Dopo aver eseguito una piccola e rapida procedura per sistemare la sua chiusura, le cose sono migliorate per noi. Abbiamo continuato ad allattarla per poco meno di due anni e non dimenticherò mai l'ultima volta che l'ho allattata. L'ho cullata sulla stessa sedia su cui eravamo stati dalle notti insonni e dolorose del neonato, e le ho detto a bassa voce che dopo quella notte non avrebbe più avuto il latte della mamma. Alcune lacrime mi sono scese sul viso mentre guardavo il mio piccolo cherubino succhiarmi il suo liquido magico per l'ultima volta. Mentre si addormentava e si sbloccava, una piccola goccia di latte le uscì dall'angolo della bocca proprio come faceva quando era nuova di zecca. L'ho fissata per un po', poi l'ho presa in braccio e l'ho abbracciata forte a me mentre piangevo ancora un po'; ci siamo cullati ancora un po' e mi sono immersa nella nostra ultima sessione di allattamento al seno.

Quello che era iniziato come un viaggio straziante si è trasformato in qualcosa di più speciale di quanto avrei mai potuto immaginare. Sapevo come calmare ogni pianto, curare ogni malattia, porre rimedio a ogni ansia e confortare la mia bambina in ogni momento difficile che avesse vissuto. Ho avuto difficoltà a rinunciare a questo superpotere che mi è stato conferito alla sua nascita. Naturalmente, avrei potuto consolarla e aiutarla a guarire fisicamente ed emotivamente in altri modi, ma niente sarebbe mai stato così importante per me come l’allattamento al seno. È stato qualcosa che abbiamo realizzato insieme, qualcosa che mi ha insegnato più su me stesso di quanto qualsiasi cosa nella vita avesse avuto fino a quel momento. Avevo fiducia in me stessa come madre e come persona perché abbiamo trionfato in quei giorni difficili senza arrenderci.

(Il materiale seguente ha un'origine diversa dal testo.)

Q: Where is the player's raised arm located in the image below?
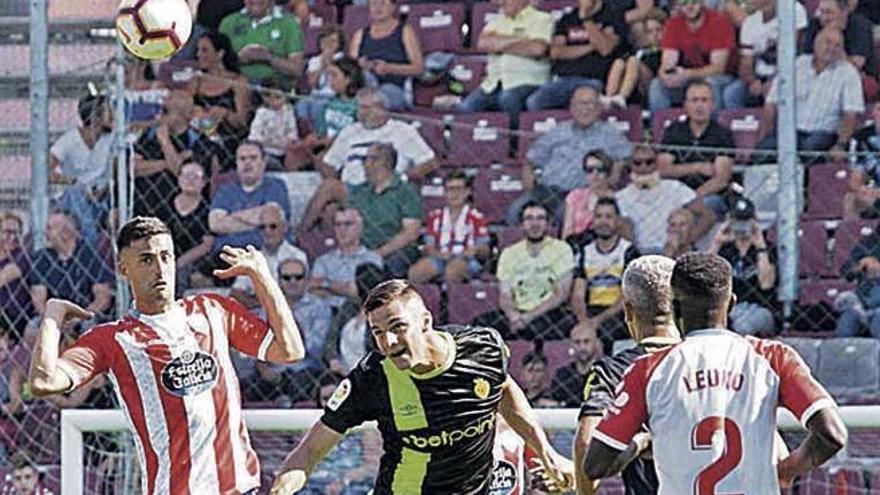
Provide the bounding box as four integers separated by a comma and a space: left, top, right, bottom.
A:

Mentre tengo in braccio e allatto il bambino numero due, sento tutte quelle stesse cose. Ma questa volta, quando il nostro viaggio verso l'allattamento al seno giungerà al termine, avrò un gioiello per celebrare questo momento della mia vita, e non riesco davvero a pensare a un modo migliore per onorare questo momento che indossare un pezzo di questo oro liquido intorno al collo e sul cuore.